There are a whole ream of new terms following the arrival of COVID-19. With the world still trying to ward off new waves of COVID-19, we are constantly being reminded of how fragile the medical world has become. 

In the past, many of you may have been hospitalized for various reasons and have thanked nurses and doctors alike for their professionalism and often the personal way they treated you, especially right before, during or after your MS diagnosis. You probably realized they sacrifice spending time with their families to go to work and care for total strangers. To you, they are lifesavers.

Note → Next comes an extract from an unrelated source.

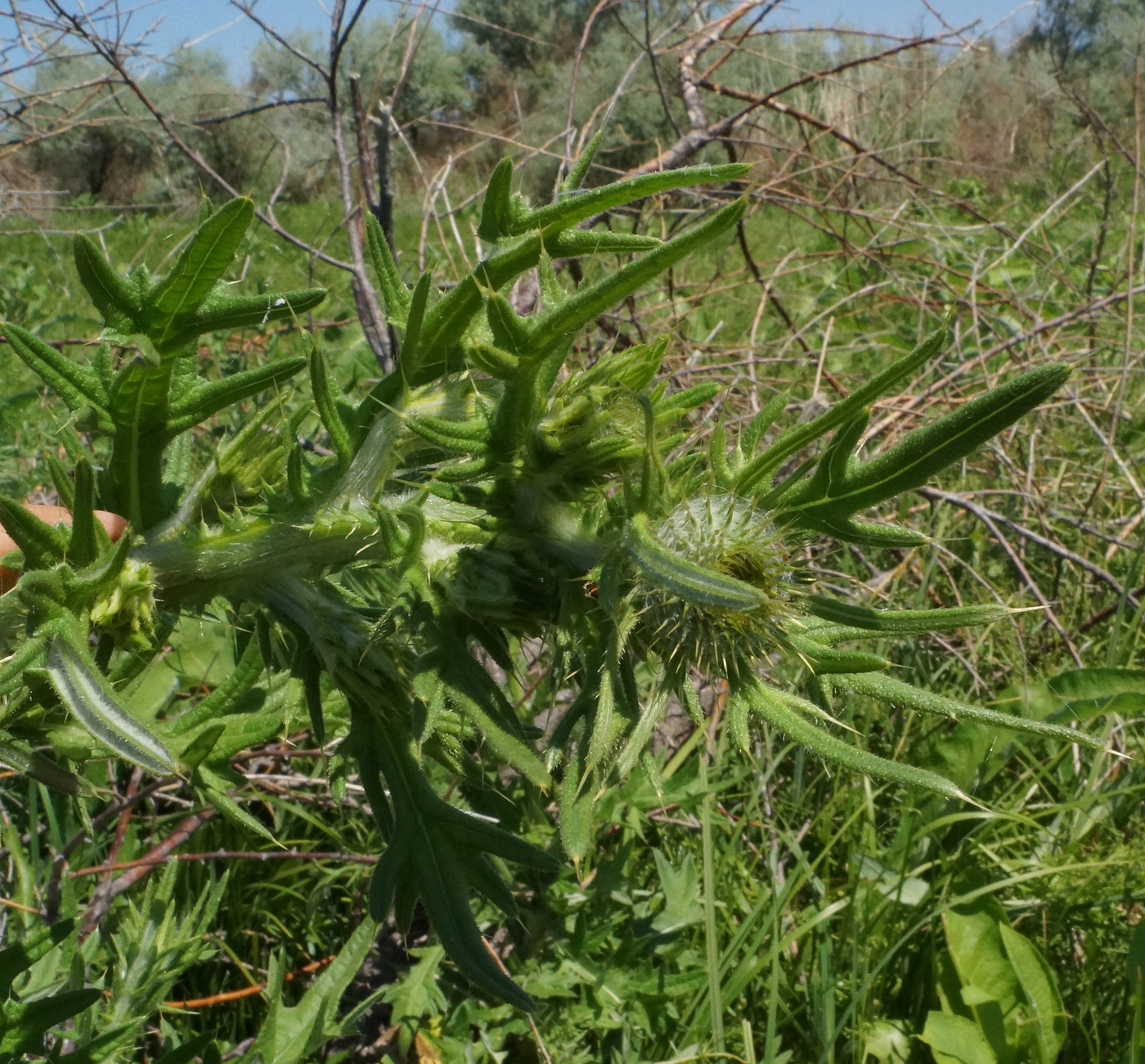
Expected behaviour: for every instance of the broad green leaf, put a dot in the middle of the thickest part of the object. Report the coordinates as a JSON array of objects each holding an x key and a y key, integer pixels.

However, due to COVID-19, conversations with doctors have become more complex because, just like us, the medical world must adapt to the challenges of the pandemic. The sad thing about COVID-19 is that, despite all the questions we have in relation to the virus and MS, there is much more that we don’t know yet. And while they are trying to grasp the latest findings and its effects on people with MS, healthcare teams must also strive to give you the best possible care by not tiptoeing around the truth. Long story short, the truth is a powerful tool. 

The point is, we all need medical advice and specialist care, preferably from the best in their field. Right now, the best immunologists and virologists in the world are getting together with the best brains spread over numerous branches of medicine, including governments and the private sector to work out how to contain the virus. 

Their recommendations haven’t changed: wear a mask in public, keep your distance and wash your hands regularly. And right now, we need to heed their expert advice based on scientific data and not conjecture, because in doing so, we are helping them to master our own life with a chronic, neurodegenerative illness2

In the end, I want to give a loud shout-out to healthcare workers from every level up and down the organizational flowchart. I have met the best of people since my time with MS, and I will be forever grateful. 

Sadly, while the clapping of hands, singing songs and other tokens of gratitude have died down, they will continue to look after our loved ones, not because they have to, but because they want to.

That is just who they are.



  1. NHS. Trigeminal neuralgia. Available at: Accessed October 2020.
  2. National MS Society. Multiple Sclerosis & Coronavirus. Available at:  Accessed October 2020.